Depuis quelques semaines, le gouvernement a ajouté un nouvel argument à sa défense de sa réforme des retraites : le risque de voir, en cas de recul, les agences de notation dégrader la note de la France. Si tel était le cas, nous explique-t-on, nous aurions plus de mal à emprunter pour financer notre déficit ou, plutôt, nous devrions emprunter à un taux plus élevé, ce qui rendrait un peu plus difficile le financement de nos dépenses, le remboursement de nos dettes et aggraverait notre situation.
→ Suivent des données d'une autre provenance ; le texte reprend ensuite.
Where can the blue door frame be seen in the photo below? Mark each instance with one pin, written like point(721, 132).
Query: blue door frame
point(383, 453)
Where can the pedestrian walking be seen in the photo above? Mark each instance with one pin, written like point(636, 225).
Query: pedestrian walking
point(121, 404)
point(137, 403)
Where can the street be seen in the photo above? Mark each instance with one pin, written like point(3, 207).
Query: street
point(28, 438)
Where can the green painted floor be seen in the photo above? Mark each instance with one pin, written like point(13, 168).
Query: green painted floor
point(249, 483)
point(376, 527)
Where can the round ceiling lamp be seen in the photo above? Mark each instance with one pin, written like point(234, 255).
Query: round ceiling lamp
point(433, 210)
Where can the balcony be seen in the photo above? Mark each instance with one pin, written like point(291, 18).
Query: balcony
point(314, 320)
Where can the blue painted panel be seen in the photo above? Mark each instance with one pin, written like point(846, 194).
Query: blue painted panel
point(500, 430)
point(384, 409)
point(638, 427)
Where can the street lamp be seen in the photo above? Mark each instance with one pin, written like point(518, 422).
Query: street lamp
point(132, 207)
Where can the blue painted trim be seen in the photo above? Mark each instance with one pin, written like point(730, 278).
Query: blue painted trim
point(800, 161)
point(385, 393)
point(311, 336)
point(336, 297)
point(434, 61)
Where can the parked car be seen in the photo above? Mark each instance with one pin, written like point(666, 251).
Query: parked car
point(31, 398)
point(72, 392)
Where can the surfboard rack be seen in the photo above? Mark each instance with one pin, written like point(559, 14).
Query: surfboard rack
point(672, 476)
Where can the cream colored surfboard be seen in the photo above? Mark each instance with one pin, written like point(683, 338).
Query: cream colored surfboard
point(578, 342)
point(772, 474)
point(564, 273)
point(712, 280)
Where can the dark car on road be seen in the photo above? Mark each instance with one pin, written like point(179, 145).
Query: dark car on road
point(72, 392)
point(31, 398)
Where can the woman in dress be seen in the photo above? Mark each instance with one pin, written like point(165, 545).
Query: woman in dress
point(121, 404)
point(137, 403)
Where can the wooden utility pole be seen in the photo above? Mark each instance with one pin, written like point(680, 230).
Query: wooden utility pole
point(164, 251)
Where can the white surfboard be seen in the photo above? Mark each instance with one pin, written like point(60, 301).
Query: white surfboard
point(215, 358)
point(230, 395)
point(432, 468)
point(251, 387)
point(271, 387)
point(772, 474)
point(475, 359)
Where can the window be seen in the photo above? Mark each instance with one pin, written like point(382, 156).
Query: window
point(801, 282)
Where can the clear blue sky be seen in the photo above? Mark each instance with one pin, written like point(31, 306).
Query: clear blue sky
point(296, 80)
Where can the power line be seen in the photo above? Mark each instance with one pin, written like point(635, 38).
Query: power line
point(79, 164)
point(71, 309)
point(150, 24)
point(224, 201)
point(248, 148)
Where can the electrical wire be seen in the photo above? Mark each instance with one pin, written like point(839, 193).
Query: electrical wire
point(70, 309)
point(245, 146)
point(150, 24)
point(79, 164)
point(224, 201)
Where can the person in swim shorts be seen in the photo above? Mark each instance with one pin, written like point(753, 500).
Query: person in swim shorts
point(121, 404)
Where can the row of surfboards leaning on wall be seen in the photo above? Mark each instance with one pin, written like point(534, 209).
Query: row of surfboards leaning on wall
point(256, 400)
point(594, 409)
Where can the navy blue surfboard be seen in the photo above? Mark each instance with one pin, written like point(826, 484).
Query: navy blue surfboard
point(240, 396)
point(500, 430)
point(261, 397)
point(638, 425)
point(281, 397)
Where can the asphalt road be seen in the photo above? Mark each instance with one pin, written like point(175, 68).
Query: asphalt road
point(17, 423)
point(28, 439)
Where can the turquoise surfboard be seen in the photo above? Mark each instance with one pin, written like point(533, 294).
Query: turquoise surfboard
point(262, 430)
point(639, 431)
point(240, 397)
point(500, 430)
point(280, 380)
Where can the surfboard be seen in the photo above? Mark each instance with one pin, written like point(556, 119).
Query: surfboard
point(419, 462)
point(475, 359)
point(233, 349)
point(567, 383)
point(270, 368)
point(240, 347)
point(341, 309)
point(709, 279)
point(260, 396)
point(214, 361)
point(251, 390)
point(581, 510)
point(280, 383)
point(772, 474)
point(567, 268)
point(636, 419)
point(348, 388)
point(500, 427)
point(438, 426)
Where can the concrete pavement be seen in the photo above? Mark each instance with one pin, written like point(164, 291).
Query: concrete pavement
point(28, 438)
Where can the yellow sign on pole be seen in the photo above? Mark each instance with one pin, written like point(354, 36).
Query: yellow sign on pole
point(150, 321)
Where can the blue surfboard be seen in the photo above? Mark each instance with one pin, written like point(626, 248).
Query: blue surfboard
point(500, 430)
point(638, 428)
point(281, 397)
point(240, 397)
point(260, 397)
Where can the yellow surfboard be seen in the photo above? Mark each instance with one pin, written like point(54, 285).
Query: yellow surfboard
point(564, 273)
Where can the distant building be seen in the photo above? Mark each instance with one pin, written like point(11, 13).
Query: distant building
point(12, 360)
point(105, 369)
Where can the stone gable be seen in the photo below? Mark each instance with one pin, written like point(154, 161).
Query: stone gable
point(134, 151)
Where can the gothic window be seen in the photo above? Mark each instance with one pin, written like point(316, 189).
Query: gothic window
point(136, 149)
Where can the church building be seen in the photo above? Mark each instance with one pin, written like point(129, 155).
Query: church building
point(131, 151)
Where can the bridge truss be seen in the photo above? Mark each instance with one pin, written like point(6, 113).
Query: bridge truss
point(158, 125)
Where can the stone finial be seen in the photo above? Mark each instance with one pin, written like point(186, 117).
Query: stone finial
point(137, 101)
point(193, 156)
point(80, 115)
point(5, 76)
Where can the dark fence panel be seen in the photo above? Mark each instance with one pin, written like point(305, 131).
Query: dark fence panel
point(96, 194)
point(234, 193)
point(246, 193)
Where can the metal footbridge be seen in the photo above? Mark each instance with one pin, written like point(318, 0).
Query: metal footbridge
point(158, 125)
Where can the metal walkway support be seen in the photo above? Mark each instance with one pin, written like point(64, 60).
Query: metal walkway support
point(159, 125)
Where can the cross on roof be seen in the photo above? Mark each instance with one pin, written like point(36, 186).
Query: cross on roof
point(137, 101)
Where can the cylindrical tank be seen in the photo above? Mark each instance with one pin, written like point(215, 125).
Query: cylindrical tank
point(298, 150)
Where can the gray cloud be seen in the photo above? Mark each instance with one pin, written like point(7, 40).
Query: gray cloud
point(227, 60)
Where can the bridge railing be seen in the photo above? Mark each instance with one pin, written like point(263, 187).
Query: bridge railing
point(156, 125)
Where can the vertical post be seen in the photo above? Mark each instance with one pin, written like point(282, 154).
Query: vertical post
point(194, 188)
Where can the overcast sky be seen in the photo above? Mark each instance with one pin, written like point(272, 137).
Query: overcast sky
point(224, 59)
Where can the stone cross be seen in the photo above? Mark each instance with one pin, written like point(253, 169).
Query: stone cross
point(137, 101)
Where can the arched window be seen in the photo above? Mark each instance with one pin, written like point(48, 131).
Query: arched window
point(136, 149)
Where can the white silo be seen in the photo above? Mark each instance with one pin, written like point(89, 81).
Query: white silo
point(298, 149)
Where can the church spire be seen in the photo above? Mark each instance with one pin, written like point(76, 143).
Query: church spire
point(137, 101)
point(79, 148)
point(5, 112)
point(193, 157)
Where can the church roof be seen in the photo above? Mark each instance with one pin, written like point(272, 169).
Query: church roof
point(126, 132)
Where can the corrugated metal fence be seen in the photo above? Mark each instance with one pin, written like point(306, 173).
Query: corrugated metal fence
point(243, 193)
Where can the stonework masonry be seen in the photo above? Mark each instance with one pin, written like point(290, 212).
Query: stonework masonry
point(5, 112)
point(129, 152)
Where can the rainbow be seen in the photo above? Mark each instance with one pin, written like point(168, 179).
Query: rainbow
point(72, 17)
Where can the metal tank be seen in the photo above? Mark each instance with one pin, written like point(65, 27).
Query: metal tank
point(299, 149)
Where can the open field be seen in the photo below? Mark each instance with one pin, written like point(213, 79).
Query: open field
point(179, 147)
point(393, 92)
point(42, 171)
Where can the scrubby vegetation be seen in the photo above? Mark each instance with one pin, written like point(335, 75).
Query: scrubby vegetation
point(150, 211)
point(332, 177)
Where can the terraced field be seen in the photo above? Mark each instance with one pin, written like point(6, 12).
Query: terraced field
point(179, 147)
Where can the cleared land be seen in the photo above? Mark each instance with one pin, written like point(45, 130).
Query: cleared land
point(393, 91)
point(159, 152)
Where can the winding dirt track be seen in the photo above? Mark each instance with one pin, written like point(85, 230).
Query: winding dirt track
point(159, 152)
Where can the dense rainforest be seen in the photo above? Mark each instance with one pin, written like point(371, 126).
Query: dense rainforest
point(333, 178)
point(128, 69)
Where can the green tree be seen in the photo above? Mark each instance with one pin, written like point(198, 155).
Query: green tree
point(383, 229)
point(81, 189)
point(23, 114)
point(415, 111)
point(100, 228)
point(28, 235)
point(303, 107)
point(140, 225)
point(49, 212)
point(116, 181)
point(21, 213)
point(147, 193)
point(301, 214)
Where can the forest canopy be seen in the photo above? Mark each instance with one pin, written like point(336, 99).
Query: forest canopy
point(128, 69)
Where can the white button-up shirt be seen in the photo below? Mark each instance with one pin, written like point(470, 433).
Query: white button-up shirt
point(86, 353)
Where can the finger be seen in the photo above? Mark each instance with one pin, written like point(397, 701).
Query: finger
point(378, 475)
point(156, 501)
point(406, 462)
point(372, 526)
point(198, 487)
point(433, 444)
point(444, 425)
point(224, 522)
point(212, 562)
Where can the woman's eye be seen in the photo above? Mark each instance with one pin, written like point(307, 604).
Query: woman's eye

Il y a quelques mois les mêmes agences étaient accusées de tous les mots, on leur reprochait d’entretenir la spéculation, de pousser la Gréce à la banqueroute. Tout cela est oublié. Elles ont repris le rôle du grand méchant loup qui impose à des politiques qui nous raseraient gratis s’ils le pouvaient de jouer le rôle du père-sévère (et le jeu de mot lacanien va là très bien : c’est pour satisfaire ces agences qu’ils persévèrent dans des réformes dont personne ne veut sous cette forme). C’était hier l’Europe qui tenait ce rôle. Elle s’est évanouie. Et aujourd’hui l’opinion des quelques analystes qui suivent la France (combien? que savent-ils de notre économie? on l’ignore!) dans trois sociétés privées américaines (Standard & Poours, Moody’s qui détiennent chacune 40% du marché de la notation et Fitch Ratings) serait donc plus importante que celle des Français qui refusent à plus de 70% cette réforme? Sans doute faut-il tenir compte de leur avis. Mais de là à construire une politique pour les satisfaire, il y a un drôle de pas.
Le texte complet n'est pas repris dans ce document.